Vincent Pule and Hamdou Elhouni battle for the ball during their 2019 Afcon qualifier at the Moses Mabhida Stadium on Saturday. Leon Lestrade ANA PICTURES
BAFANA BAFANA were awful against against Libya at the Moses Mabhida Stadium on Saturday, but coach Stuart Baxter had his excuses ready as he tried to defend his team following their uninspiring display.

Bafana were held to a 0-0 stalemate in their 2019 Afcon qualifier, but it was a game which most pundits would have expected Bafana to win with relative ease. In reality, Libya created better chances over the 90 minutes and goalkeepr Itumeleng Khune pulled off a number of good saves to keep his side in the game.

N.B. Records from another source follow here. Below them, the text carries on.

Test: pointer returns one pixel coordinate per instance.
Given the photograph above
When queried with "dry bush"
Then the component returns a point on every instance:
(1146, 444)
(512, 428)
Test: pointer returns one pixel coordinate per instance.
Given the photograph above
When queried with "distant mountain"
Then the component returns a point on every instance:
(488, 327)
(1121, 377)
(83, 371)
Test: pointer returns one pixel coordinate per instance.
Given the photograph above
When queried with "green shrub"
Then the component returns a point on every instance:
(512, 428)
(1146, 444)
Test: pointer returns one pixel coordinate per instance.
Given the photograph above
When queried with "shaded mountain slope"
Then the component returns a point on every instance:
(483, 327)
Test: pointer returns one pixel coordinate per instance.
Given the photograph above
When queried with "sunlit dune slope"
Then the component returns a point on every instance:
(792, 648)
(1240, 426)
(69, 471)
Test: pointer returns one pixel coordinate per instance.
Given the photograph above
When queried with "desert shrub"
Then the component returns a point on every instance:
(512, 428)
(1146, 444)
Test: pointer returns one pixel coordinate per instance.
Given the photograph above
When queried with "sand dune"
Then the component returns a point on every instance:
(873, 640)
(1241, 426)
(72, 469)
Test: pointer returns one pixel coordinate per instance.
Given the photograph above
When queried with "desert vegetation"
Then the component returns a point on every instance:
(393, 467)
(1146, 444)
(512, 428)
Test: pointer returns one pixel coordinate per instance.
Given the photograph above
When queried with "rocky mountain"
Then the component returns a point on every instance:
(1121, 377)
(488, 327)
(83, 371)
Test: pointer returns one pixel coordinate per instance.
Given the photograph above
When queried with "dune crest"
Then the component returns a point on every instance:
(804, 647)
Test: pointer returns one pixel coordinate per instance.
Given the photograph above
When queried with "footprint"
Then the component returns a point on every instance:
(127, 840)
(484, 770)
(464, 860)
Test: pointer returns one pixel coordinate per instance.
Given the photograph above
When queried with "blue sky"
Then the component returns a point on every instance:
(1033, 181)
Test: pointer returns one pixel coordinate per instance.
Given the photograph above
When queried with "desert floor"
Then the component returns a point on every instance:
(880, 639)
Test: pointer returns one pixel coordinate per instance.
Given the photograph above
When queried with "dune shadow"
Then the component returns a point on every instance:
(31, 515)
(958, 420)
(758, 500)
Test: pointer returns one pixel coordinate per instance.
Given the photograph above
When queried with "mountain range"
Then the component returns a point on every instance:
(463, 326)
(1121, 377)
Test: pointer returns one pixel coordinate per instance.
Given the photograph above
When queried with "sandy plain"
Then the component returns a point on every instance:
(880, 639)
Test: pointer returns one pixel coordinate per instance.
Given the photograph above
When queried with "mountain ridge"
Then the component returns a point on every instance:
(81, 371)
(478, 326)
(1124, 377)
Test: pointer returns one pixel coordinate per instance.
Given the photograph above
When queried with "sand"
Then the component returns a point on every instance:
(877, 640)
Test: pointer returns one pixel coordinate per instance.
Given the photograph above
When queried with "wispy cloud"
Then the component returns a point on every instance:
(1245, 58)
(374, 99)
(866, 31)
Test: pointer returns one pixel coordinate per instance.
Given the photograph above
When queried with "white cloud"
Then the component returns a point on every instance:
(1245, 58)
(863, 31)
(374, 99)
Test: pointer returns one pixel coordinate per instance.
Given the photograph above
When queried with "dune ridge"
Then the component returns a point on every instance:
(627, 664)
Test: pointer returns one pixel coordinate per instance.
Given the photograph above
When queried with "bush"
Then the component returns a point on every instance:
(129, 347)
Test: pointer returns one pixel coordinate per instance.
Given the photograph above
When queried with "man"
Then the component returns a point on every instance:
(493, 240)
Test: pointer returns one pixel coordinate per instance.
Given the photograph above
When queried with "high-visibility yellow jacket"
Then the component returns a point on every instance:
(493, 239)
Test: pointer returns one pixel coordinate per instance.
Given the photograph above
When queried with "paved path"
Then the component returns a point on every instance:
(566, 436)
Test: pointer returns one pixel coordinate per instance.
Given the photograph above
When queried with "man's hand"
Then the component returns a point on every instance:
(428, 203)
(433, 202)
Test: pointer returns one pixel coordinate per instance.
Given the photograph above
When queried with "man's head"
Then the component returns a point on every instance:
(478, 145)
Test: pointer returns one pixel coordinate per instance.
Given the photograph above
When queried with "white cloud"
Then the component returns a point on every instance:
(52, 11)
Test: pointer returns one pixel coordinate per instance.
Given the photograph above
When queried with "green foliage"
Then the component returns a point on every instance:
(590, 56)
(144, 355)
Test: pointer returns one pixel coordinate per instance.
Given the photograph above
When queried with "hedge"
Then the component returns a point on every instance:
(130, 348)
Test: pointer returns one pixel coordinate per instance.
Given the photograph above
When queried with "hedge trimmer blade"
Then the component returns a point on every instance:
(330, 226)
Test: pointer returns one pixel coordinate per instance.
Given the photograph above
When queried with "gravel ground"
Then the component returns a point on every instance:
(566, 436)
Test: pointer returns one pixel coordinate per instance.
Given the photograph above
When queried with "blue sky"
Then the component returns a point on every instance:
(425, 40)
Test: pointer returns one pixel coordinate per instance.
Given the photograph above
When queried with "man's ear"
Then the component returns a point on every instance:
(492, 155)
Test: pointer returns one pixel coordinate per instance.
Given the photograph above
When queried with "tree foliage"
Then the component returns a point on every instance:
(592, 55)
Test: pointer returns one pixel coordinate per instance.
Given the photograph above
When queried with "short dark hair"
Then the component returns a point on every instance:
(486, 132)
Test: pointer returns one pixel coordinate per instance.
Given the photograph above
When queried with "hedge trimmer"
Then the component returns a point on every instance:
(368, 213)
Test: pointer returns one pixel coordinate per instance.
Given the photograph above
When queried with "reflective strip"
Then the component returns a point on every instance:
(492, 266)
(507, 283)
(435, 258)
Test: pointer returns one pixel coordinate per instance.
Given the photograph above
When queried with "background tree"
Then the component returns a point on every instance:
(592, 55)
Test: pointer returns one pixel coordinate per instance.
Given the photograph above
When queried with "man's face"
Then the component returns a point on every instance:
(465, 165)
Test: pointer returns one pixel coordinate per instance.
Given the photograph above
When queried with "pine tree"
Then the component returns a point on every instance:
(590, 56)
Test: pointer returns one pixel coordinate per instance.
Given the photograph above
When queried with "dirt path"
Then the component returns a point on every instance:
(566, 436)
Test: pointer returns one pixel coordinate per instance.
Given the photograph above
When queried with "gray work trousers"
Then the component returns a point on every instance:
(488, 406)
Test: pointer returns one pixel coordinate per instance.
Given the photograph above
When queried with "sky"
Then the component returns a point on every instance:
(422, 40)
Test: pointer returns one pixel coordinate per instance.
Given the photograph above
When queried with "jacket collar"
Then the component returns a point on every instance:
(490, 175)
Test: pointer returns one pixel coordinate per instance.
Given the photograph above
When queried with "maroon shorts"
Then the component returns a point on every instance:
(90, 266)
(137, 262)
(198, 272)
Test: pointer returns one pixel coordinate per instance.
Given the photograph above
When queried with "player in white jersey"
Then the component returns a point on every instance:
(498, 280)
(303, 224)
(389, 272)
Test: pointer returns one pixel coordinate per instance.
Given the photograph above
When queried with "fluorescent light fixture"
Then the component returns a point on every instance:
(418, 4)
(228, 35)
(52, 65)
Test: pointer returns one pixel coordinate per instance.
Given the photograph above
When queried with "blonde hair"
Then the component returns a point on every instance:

Bafana hardly threatened Libya, yet Baxter tried to make a case that the Mediterranean Knights were never going to be pushovers: “Tonight is the game that we wanted to win. I don’t think we can look at Libya and the way in which they played against Morocco, they drew 0-0 in 90 minutes and lost in extra time. They did very well against Sudan. They beat Congo. They have not had results that suggested this was going to be an easy game. But we wanted to win this game and therefore we are disappointed,” Baxter said.

Bafana should put the Seychelles to sword in their next two assignments and put themselves in the driving seat in Group E, but then again nothing is certain with the current team as they know how to choke against the minnows.

If there’s one team that can’t be trusted even when things look straightforward it is Bafana.

Baxter emphasised the importance of working on the mental side of things against so-called smaller teams.

“My experiences in the two games against Cape Verde where I expected us to win, those are two examples of things not going according to plan. If you don’t have the basics in place, anxiety and panic sets in and then you play at a lower level than you should.

“When it doesn’t go according to plan, players know that you guys (the media) will hammer them. They know they will be embarrassed. They know they will lose points. They are aware of all of that. They are patriotic, and they worry about it. Real confidence comes from repeating something a lot and making sure that we can do it no matter who we are playing against and no matter what the situation is. We have to change our psyche a little bit. I don’t think it is easy to come in to the national camp and change that psyche and revive them within four or five days,” a worried Baxter said

The Seychelles are the whipping boys of the group, yet in the past Bafana have struggled against the likes of Madagascar, Ethiopia, Gambia and Botswana.

“We’ve tried to address it by putting down instructions. We’ve tried to encourage them to express themselves within framework. That’s all we can do and make a friend out of that pressure because that’s what the pressure does,” Baxter said.